= Choon-Leong Seow =

Singaporean biblical scholar

Choon-Leong Seow (蕭俊良 (Xiāo Jùnliáng); born August 4, 1952), known as C. L. Seow, is a Singaporean biblical scholar, Semitist, epigrapher, and historian of Near Eastern religion. An expert in wisdom literature, Seow has written widely in the field of biblical studies.

==Education==
Born and raised in Singapore, Seow holds a Bachelor of Arts from Pepperdine University, a Master of Divinity from Princeton Theological Seminary, and a Doctor of Philosophy in Near Eastern Languages and Civilizations from Harvard University. His teachers include Patrick D. Miller, Jimmy Jack McBee Roberts, Thomas Oden Lambdin, and – for his dissertation – Frank Moore Cross.

==Career==
Seow began teaching at Princeton Theological Seminary in 1983, earning the rank of associate professor in 1990 and occupying the newly established Henry Snyder Gehman Chair in 1995. Twenty years later, in 2015, he transitioned to Vanderbilt University as Vanderbilt, Buffington, Cupples Chair in Divinity and Distinguished Professor of Hebrew Bible. In addition, Seow has taught at Princeton University, the Jewish Theological Seminary of America, Harvard University, and institutions in Hong Kong, Singapore, Malaysia and South Africa.

Seow has written on a broad range of topics related to the study of the Bible, including wisdom literature, the history of ancient Israelite religion, Northwest Semitic philology, Hebrew poetry and the theological interpretation of the Bible. Much of Seow's recent work has focused on the “history of consequences,” which examines how the Bible has been interpreted throughout history and the impact of those interpretations.

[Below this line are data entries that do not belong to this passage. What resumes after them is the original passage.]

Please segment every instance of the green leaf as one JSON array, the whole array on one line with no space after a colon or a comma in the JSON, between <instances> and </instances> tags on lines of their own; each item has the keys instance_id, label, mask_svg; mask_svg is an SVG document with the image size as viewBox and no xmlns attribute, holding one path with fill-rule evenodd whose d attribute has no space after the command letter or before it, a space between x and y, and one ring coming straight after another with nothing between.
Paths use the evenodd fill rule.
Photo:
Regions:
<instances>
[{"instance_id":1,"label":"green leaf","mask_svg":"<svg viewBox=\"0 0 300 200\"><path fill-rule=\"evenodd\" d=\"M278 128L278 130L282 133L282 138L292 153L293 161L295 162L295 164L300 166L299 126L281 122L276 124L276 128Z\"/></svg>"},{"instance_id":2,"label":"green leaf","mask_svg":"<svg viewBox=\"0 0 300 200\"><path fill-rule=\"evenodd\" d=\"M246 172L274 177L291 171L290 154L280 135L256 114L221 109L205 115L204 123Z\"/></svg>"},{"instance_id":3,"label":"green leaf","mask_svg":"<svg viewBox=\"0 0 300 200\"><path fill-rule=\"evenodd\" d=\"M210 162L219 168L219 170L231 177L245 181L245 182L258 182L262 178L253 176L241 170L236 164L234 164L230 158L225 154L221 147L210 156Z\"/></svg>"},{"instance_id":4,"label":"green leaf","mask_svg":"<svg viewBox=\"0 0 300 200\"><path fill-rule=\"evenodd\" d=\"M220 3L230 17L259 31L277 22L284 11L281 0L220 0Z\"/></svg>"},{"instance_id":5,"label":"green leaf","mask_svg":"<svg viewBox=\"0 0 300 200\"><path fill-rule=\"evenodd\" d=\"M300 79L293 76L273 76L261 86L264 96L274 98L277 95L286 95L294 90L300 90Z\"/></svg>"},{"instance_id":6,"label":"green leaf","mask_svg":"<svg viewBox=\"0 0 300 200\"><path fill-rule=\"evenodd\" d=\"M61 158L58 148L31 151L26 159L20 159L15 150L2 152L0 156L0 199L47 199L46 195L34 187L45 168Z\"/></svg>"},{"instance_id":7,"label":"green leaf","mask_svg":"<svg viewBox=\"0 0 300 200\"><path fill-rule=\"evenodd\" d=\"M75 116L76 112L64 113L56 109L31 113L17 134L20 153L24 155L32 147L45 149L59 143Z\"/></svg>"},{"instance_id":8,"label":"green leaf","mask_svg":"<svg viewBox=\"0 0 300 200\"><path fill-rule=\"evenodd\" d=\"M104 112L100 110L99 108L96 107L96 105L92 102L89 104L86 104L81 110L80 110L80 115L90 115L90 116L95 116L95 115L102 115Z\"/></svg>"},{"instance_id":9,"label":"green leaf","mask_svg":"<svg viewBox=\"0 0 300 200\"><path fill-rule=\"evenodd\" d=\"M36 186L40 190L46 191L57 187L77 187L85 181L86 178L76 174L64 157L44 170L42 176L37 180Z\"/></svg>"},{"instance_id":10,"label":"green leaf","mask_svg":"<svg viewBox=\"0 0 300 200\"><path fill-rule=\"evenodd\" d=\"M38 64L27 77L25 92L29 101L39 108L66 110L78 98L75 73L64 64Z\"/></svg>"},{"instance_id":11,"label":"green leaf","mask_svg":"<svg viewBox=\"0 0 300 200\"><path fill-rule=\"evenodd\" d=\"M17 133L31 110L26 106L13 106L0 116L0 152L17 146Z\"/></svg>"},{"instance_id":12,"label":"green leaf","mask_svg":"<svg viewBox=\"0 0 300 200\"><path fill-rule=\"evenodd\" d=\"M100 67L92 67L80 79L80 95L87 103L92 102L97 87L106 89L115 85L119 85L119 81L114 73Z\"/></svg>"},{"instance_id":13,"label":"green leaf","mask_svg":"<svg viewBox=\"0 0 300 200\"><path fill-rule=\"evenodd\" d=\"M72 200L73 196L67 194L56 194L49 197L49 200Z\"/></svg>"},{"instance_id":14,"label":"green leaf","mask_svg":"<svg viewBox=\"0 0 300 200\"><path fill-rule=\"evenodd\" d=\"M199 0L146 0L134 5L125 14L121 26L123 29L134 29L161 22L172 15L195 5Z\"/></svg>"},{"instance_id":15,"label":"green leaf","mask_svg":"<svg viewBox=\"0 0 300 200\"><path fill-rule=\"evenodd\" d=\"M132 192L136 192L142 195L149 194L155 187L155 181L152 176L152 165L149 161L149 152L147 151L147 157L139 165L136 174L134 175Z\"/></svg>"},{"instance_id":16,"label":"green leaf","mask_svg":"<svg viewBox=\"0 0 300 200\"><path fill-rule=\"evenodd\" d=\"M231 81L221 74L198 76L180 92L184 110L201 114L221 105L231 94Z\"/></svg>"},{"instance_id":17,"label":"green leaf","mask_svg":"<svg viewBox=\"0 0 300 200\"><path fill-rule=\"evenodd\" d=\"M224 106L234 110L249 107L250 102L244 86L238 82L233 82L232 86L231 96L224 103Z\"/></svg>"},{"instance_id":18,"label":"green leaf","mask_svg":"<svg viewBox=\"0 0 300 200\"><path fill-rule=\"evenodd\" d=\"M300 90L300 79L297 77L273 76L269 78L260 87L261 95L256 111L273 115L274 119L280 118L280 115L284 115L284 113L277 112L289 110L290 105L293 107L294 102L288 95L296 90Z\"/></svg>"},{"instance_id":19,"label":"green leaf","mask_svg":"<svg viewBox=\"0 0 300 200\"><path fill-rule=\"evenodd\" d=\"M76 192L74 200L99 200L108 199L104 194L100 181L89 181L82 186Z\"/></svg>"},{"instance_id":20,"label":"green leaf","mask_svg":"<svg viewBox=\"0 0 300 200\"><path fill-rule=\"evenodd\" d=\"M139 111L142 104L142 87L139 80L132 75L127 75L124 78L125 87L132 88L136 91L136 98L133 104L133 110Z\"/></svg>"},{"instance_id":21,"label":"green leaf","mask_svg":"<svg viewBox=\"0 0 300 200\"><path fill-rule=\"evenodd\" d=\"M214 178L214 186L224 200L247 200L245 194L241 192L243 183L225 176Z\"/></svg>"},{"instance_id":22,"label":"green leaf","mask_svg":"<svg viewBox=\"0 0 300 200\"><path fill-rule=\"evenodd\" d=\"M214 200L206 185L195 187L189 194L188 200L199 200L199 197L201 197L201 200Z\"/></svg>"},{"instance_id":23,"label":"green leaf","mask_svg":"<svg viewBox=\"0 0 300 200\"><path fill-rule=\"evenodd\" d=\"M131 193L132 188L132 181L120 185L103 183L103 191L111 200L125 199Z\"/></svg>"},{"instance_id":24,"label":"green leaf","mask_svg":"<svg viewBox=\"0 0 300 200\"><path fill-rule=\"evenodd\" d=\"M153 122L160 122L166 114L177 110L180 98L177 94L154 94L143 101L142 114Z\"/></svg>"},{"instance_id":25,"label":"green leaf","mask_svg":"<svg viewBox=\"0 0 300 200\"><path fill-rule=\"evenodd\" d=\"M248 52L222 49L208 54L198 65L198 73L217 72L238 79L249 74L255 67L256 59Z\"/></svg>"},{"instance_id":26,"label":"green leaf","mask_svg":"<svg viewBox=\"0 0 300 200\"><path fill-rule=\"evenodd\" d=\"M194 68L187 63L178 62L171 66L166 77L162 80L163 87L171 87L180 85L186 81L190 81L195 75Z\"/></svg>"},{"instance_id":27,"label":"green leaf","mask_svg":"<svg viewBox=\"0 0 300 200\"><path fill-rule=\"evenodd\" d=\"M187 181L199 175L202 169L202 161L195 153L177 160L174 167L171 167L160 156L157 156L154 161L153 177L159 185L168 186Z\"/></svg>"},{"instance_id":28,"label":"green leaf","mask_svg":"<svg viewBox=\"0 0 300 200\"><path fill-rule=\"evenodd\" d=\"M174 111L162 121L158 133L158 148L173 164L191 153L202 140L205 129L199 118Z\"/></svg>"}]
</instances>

To date, Seow has published seven book-length works, including commentaries on Job, Daniel, I-II Kings, and Ecclesiasties. He has also published over forty scholarly articles and essays. He is the main editor for Hebrew Bible/Old Testament for the Encyclopedia of the Bible and Its Reception (de Gruyter) and the general editor of the Illuminations commentary series (Eerdmans). He has served on the editorial boards of numerous publications, including the Beihefte zur Zeitschrift für die alttestamentliche Wissenschaft series (de Gruyter), Maarav, Catholic Biblical Quarterly, Journal of Biblical Literature, the Writings from the Ancient World series (SBL Press), and the Abingdon Old Testament Commentary Series.

==Selected works==
- Job 1-21 (Illuminations). Eerdmans, 2013.
- Hebrew Inscriptions: Texts from the Biblical Period of the Monarchy (Co-written with F.W. Dobbs-Allsopp, Jimmy Jack McBee Roberts, R. E. Whitaker). Yale University Press, 2004.
- Daniel (Westminster Bible Companion). Westminster/John Knox, 2003.
- “I & II Kings” in New Interpreter's Bible, Volume III (Abingdon, 1999, 1–296).
- Ecclesiastes: A New Translation with Introduction and Commentary (Anchor Bible 18c). Yale University Press, 1997.
- A Grammar for Biblical Hebrew. Second edition: Abingdon, 1995; First edition: Abingdon, 1987. Translated into Chinese in Taiwan (2001) and China (2007).
- Myth, Drama, and the Politics of David's Dance (Harvard Semitic Monograph 46). Scholars Press, 1989.